As shown in Fig. 2A, Fig. 2 B, moving object is the circle in Fig. 2A.Assuming that the gray value of background is B, moving object and Gray scale difference, that is, contrast of background is C, noise n, then in the case where there is noise situations, its gray value of moving object is C+B+n, week The region for enclosing white is background, and gray value B+n, noise n obey zero-mean gaussian, and noise variance isI.e.Fig. 2A is image of the video at the t-1 moment, and image 2B is image of the video in t moment.Moving object is sent out Movement is given birth to.
The image intensity value for being located at t moment is gt, the image intensity value at t-1 moment is gt-1
The distribution of the inter-pixel difference d in the A3 regions in moving region, i.e. Fig. 2 B is as follows:
gt-1=C+B+n (1)
gt=B+n (2)
D=gt-gt-1 (3)
What then d was obeyed is distributed as:
Make y=| d |, then what the absolute difference y of inter-pixel was obeyed is distributed as
The average of y is:
The variance of y is:
When carrying out motion detection, the local mean values (Mean of the absolute difference y of generally use inter-pixel Absolute Error, referred to as MAE) it is used as the feature of motion detection, shown in the calculating such as formula (8) of the MAE features,
Y1 ..., yk are respectively the absolute difference y of the inter-pixel of local k adjacent pixel, and the distribution that m is obeyed, its is equal Value is identical with y, and variance is the 1/k of y variances, i.e.,
The pixel (the A2 regions of the image in t moment of such as Fig. 2 B) of stagnant zone, the distribution that its MAE feature is obeyed, is The special circumstances of formula (9) and (10) in C=0
The MAE feature distributions of the movement pixel determined according to formula (9) and formula (10), and formula (11) and formula (12) decision are quiet The only MAE feature distributions of pixel, it can be deduced that C=8, σgDistribution curve when=2, such as Fig. 3 A, and C=4, σgDistribution when=2 Curve, such as Fig. 3 B.

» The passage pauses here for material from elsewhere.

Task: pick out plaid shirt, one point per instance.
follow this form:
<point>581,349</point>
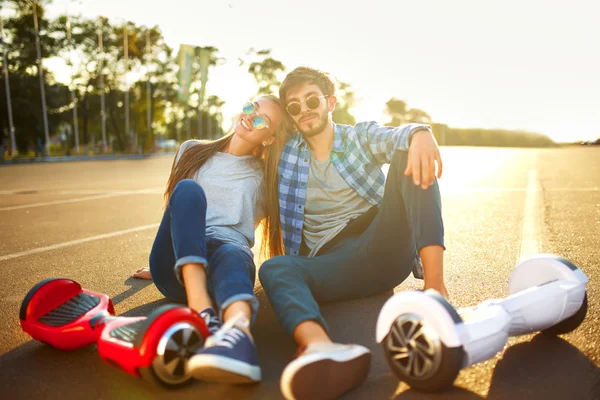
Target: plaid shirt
<point>358,153</point>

The σ when noise level is identical is can be seen that from Fig. 3 A and 3Bg=2, when contrast C is 8, move pixel and static The MAE features of pixel do not have overlapping region substantially, have relatively good separability, and when contrast C is reduced to 4, motor image Plain MAE features have had larger overlapping region with static pixel MAE features.

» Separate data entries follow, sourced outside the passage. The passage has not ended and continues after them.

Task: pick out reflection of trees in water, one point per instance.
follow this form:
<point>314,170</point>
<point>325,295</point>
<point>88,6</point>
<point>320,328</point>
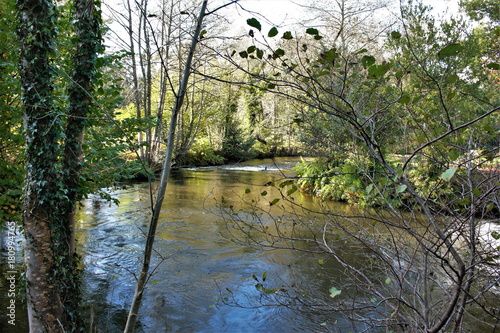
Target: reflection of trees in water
<point>387,268</point>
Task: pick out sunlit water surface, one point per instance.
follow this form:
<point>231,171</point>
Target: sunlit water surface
<point>197,262</point>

If contrast C and noise level σgRelation be
C=x σg (13)
X is Contrast-to-noise ratio, by substantial amounts of data analysis, works as x>3, i.e. contrast>During 3 times of noise levels, movement The MAE features overlapping region of pixel and static pixel is smaller, has preferable separability, works as x<When 3, overlapping region is with x's Reduce gradually increase, separability declines.

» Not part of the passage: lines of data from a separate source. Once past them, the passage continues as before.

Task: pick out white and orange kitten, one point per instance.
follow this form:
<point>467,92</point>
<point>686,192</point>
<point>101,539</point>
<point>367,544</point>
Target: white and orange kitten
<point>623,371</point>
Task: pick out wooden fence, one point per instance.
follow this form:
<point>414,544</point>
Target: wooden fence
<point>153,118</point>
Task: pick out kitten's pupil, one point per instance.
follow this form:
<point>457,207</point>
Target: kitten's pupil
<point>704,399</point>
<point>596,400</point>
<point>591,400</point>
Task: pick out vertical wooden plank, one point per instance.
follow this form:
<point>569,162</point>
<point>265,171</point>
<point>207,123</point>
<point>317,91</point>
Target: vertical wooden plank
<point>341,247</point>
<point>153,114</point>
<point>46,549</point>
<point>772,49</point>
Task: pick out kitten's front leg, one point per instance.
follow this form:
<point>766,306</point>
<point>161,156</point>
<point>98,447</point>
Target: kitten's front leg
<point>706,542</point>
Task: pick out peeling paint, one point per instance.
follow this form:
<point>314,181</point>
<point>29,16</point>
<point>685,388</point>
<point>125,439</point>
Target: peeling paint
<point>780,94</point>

2nd, the adaptive video denoising system of contrast
As can be seen from the above analysis, when Contrast-to-noise ratio x is smaller, if carrying out movement inspection by threshold value Survey, no matter how threshold value is chosen, and can all have detection mistake, if threshold value is smaller, it may occur that missing inspection, if threshold value is larger, can send out Raw false-alarm, but phenomenon pair of the distortion phenomenon of the moving target hangover produced due to missing inspection than the noise that false-alarm produces without removal Human eye vision is even more serious, so under low-contrast circumstances, in order to reach relatively good visual effect, motion detection should be use up The generation of amount control missing inspection.For this reason, this patent provides contrast adaptive video denoising system to solve the above problems.
2, contrast adaptive video denoising system explanation
The contrast adaptive video denoising system of the present embodiment is as shown in Figure 4.The system includes:Deposited including frame, interframe Difference characteristic computing module, contrast computing module, low contrast regions detection module, motion detection block, Motion Adaptive Time-domain filtering module;Frame is deposited for caching filter result;Frame difference feature calculation module is according to video present incoming frame and frame Previous filtering frame in depositing calculates output interframe difference characteristic;Contrast computing module calculates output currently according to present incoming frame The local contrast of input frame;Low contrast regions detection module calculates according to present incoming frame local contrast and exports low contrast Spend Region confidence;Motion detection block is according to low contrast regions confidence level and the frame of frame difference feature calculation module output Between difference calculate output pixel probability of motion;During Motion Adaptive time-domain filtering module is deposited according to video present incoming frame and frame Previous filtering frame and the probability of motion of each pixel carry out Motion Adaptive time-domain filtering, finally export current filter frame Deposit frame is deposited.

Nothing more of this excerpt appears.